Research partnerships are a source of vulnerability, CSIS says
CSIS has developed a “four gates” model to communicate the major avenues through which “threat actors” may try to access valuable information held by the research community: export, investments, knowledge and licenses. All gates could be tapped, the agency warns, so researchers and their companies and institutions should take an “all-hazards approach” to research security.
Aaron Shull at CIGI cautioned that Canadian researchers and start-ups need to be particularly vigilant about investments. “The strategic acquisition of IP assets through targeted investment in universities, and basically getting a foot in the door, is the one that you'd want to watch very, very closely," he said.
Ottawa has come under fire recently for funding research partnerships that include the Chinese communications technology company Huawei Technologies, which critics said raised intellectual-property and national-security concerns.
The Canadian government and its partners have begun the process of developing risk guidelines for research partnerships. The guidelines are intended to help researchers and research institutions integrate national security considerations into the evaluation and funding of research partnerships. A Government of Canada-Universities Working Group, including representatives from CSIS and the U15, is expected to produce recommendations by the end of June.
“Innovation thrives on partnerships and collaborations. Those open, cooperative agreements that allow for the innovation are also a big source of vulnerability that we notice,” Ouellette said.

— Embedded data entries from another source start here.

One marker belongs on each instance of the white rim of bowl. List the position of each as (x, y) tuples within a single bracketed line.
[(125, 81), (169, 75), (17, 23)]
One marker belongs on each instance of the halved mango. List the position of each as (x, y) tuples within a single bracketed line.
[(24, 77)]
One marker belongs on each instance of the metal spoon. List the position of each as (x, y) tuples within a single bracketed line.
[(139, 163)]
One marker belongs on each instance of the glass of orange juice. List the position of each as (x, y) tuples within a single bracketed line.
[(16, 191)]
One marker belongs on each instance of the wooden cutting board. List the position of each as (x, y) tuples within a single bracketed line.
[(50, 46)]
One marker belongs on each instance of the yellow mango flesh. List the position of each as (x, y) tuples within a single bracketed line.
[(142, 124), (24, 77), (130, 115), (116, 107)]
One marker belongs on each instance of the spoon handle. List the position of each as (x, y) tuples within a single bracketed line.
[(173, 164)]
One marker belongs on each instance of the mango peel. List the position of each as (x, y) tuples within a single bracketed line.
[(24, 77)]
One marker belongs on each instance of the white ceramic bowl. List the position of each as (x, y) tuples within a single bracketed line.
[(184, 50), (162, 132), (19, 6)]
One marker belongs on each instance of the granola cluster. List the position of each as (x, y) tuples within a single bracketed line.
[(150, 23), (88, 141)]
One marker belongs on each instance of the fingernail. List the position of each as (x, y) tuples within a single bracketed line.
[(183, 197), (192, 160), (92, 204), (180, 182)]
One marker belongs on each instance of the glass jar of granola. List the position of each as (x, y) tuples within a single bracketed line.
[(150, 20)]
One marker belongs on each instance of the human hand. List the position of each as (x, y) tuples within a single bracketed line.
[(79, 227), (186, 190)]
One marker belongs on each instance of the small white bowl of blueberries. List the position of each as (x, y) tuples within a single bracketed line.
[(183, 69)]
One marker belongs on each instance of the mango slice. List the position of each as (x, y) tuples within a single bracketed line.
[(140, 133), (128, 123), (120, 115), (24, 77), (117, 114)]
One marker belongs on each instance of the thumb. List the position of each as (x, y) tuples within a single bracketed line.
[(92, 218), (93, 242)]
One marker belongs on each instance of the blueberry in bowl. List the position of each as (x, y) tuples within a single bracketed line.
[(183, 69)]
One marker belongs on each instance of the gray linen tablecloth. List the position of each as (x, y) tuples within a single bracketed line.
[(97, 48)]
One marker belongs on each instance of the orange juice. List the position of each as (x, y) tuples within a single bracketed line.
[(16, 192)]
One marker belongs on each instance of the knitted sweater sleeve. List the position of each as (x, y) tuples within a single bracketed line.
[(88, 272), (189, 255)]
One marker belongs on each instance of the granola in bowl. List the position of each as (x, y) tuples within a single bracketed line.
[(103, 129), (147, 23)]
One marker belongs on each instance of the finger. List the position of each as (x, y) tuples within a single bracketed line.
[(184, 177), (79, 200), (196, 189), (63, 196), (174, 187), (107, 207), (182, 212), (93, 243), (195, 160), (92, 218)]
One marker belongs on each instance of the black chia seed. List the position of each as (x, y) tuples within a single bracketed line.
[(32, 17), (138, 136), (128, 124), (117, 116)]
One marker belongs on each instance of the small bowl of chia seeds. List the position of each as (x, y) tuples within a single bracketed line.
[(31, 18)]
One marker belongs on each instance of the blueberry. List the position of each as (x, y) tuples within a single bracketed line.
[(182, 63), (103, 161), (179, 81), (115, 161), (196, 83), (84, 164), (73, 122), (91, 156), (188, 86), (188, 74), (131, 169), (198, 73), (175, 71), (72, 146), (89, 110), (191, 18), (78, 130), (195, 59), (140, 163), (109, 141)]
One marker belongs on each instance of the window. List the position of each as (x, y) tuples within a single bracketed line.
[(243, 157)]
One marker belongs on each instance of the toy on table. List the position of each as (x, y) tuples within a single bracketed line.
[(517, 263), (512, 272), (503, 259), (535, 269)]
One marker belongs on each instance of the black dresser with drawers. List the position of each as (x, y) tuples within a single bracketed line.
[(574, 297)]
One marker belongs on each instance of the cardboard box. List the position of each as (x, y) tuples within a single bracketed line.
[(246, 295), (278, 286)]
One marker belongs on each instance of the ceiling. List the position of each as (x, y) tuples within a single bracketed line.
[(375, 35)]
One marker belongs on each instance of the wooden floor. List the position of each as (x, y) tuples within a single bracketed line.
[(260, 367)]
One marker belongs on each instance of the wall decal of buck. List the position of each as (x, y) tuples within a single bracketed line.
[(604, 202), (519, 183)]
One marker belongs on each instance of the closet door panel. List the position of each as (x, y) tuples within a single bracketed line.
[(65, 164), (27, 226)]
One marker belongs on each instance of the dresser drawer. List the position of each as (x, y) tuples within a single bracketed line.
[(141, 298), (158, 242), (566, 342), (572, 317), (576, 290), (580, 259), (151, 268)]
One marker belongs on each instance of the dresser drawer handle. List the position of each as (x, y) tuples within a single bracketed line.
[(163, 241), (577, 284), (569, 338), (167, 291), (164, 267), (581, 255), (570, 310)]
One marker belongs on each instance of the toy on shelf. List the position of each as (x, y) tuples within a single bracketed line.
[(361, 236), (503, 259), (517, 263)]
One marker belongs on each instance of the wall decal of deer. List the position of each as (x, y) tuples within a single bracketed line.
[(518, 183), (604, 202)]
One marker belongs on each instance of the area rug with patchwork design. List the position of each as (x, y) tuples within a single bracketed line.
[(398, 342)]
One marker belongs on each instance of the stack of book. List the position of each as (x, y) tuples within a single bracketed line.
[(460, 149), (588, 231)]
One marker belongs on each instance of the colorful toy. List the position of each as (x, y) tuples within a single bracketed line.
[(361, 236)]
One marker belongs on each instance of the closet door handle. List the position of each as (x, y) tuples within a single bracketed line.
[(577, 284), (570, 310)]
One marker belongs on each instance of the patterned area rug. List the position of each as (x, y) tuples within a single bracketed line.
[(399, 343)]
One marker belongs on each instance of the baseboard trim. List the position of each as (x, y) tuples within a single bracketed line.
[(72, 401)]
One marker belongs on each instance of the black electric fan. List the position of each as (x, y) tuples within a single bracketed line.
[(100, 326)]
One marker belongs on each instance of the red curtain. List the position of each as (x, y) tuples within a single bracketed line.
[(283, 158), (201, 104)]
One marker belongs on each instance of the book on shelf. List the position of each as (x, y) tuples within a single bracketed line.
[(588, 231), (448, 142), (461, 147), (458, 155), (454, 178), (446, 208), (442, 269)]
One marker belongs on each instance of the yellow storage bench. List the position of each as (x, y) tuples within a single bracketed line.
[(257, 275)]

Through the Working Group, CSIS will let the universities know what the agency is seeing on the other end of these partnership agreements, and provide “a checklist of things that you should be considering before you sign on the dotted line,” Ouellette added.
The checklist would include doing due diligence on potential partners, putting funding disclosure agreements in place, building dispute resolution mechanisms into partnership agreements and recognizing that some research can be used for a rival purpose, such as perpetrating human rights abuses or advancing military programs abroad.
The Ontario government has already begun building security concerns into its funding process, which could help inform the conversation at the federal level, Ouellette said.
In a review of proposals submitted to the Early Researcher Awards competition, launched earlier this month, the Ministry of Colleges and Universities may undertake an assessment of the potential economic and/or geopolitical risks associated with the project, according to Tanya Blazina, a ministry spokesperson.
“Results of this review may be shared with members of the review panels and others involved in the adjudication process and may impact funding decisions. The Ministry has included some additional questions and a mitigating economic and geopolitical risk checklist as part of the online application form,“ she wrote in a statement to Research Money.